La disyuntiva para salir del pozo apunta a una sola escapatoria: engatusar a los partidarios y a la ciudadanía en general con una súbita fiebre por el diálogo y los acuerdos, conscientes todos de que es una treta para embolinar a la población ingenua y desinformada.
El consumismo politiquero entiende como diálogo un descarado doble estándar, con un discurso para la ciudadanía y con otro, muy distinto, para “luchadores sociales”, camaradas y compinches.
Pruebas de ello abundan, casi en el día a día. Habiendo sido él un violento activista estudiantil, al interior de La Moneda Boric anunció que “el alumno que incendia o ataca tiene que someterse a la justicia”, y horas más tarde, fuera de cámara y micrófono, se mezcló en una manifestación y les dijo que “este Gobierno es el de ustedes, así que tienen que ayudarlo y no ponerles problemas”.
Este desliz presidencial que fue difundido sólo por un canal de TV, es la prueba más espontánea de la hipocresía oficialista. No sólo él, sino su aparentemente renovada ministra vocera, una comunista de tomo y lomo, repudió la violencia, pero negó medidas mínimamente creíbles contra los subversivos indígenas que quemaron, de una, 25 vehículos en Los Alamos. Contra ellos habrá querellas simples, en cambio para los transportistas a quienes les disparan en la cabeza, sí se les aplica la ley de Seguridad Interior del Estado.
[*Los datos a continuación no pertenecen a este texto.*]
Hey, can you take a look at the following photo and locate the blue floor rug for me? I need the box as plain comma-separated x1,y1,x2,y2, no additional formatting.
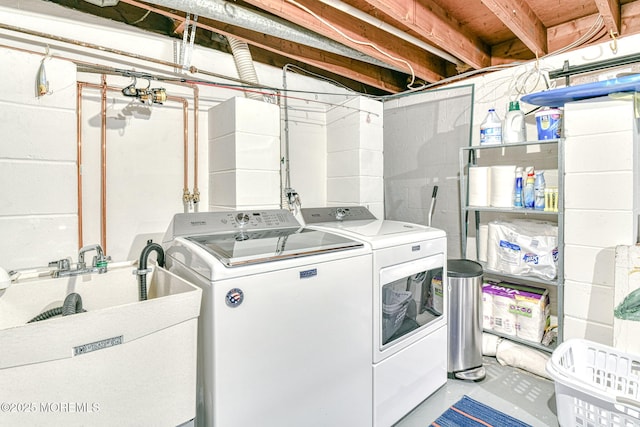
431,395,532,427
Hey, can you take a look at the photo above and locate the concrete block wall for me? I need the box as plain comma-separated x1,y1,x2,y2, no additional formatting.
562,96,638,344
326,96,384,218
0,49,79,268
208,96,282,210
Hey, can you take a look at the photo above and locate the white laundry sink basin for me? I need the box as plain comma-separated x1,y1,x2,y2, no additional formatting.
0,261,202,427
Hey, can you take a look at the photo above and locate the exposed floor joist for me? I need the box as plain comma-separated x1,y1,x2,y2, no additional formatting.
345,0,491,70
240,0,447,83
481,0,547,56
595,0,622,34
33,0,640,95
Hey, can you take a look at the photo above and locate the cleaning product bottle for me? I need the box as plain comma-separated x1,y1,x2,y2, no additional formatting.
523,167,535,209
503,101,526,143
514,167,523,207
480,108,502,145
534,170,546,210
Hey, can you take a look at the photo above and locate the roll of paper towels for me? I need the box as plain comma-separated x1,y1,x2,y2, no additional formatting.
468,166,491,207
490,165,516,208
478,224,489,263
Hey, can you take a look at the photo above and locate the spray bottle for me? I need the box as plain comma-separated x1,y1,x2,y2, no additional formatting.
534,170,546,210
523,167,535,209
514,167,523,208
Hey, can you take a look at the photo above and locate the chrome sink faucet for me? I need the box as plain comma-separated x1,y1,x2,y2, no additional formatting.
51,244,108,278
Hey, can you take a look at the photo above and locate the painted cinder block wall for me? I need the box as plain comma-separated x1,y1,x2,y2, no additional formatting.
326,96,385,218
562,97,639,345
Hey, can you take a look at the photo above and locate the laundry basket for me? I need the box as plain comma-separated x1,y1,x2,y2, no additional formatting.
382,287,412,343
546,338,640,427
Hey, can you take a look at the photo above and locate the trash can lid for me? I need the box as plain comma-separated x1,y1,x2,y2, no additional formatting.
447,259,483,278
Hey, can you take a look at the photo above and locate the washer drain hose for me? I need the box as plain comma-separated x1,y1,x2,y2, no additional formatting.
138,240,165,301
28,292,86,323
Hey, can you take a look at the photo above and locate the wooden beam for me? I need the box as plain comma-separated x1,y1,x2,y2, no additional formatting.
213,21,409,92
240,0,446,82
594,0,621,35
491,38,534,65
480,0,547,56
348,0,491,70
547,1,640,54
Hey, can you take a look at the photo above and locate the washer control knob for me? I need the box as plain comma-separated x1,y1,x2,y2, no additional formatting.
335,208,347,220
236,213,250,226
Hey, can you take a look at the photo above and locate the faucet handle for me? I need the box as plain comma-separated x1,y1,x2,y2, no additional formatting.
48,257,71,278
93,254,110,270
49,258,71,271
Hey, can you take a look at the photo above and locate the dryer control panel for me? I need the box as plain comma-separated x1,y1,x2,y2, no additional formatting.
301,206,377,223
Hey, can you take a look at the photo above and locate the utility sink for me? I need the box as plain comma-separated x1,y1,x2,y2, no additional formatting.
0,261,202,427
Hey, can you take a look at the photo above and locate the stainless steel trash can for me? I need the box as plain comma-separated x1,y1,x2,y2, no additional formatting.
447,259,486,381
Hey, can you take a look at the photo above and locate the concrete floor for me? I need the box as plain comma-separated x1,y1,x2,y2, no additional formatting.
394,357,559,427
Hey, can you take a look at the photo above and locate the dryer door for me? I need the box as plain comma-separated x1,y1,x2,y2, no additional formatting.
378,254,444,352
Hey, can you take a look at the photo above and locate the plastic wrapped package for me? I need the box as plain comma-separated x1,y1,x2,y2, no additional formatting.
482,281,550,343
486,219,558,280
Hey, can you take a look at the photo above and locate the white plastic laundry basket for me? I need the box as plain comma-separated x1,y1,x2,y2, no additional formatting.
382,288,412,343
547,338,640,427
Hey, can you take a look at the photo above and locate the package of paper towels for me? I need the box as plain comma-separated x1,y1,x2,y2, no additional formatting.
482,281,550,343
486,219,558,280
En su condena pública a los alumnos del Barros Borgoño que incendiaron un bus del TranSantiago, la hipocresía presidencial resultó descomunal, olvidando que fueron él y sus secuaces quienes coparon violentamente las calles con su revolución estudiantil del 2011.
No hace un año que muchos de los que están en el Gobierno se unían al coro de quienes exigían hacer desaparecerá a Carabineros, refundarlo y sustituirlo por una policía civil ciudadana desarmada. Días atrás, con La Moneda autorizando el alto gasto, la institución tiró la casa por la ventana para celebrar un nuevo aniversario y con el mismísimo Presidente, que no tiene la obligación de hacerlo, intentando ridículamente marchar, haciendo el paso de parada.
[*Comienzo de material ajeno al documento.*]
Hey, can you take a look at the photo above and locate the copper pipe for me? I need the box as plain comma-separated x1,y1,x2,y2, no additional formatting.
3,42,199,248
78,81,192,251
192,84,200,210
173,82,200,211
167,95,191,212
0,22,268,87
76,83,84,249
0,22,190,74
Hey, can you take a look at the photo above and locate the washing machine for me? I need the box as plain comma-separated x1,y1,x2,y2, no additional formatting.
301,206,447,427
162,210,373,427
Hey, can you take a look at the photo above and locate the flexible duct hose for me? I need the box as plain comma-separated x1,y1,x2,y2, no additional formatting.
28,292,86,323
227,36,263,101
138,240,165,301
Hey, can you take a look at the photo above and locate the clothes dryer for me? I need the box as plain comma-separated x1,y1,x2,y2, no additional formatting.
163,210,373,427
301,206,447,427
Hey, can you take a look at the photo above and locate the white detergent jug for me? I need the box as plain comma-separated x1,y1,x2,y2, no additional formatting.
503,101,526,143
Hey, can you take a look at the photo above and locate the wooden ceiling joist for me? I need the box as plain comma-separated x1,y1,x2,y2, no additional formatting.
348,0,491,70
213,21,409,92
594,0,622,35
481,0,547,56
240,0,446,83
Una conductora de noticias preguntó al aire acaso la presencia, por un saludo protocolar, de delegaciones de las Escuelas Matrices de las FF.AA. ¿serán señales de lo que se puede venir o están preparando algo? El reportero, en el lugar, no le consultó a ninguno de los presentes por tan termocéfala estupidez.
A quien peca de insinceridad no se le puede creer nada de nada, sin embargo aún hay fracciones importantes de la población e ingenuos políticos opositores que creen y, lo peor, confían en las palabras del Gobierno, siendo que no ha variado ni una sola coma en su objetivo de refundar Chile con “cambios profundos” y “reformas estructurales”, que no son más que disimulaciones del totalitarismo socialista.
El que los suyos estén desilusionados y enojados porque el Presidente y la Convención no han cumplido con la instalación inmediata de la revolución, es una cuestión de impaciencia de ellos, pero la meta continúa en pie y muy firme. El plebiscito de salida será el punto de inflexión que determinará si la revolución fracasó o demorará algún tiempo.
Por tanto, es indispensable mantener las alertas y las denuncias muy activas para demostrar, cada día, que el diálogo que se ofrece no es más que una asquerosa dilación y una hipocresía demasiado simplista como para caer en ella.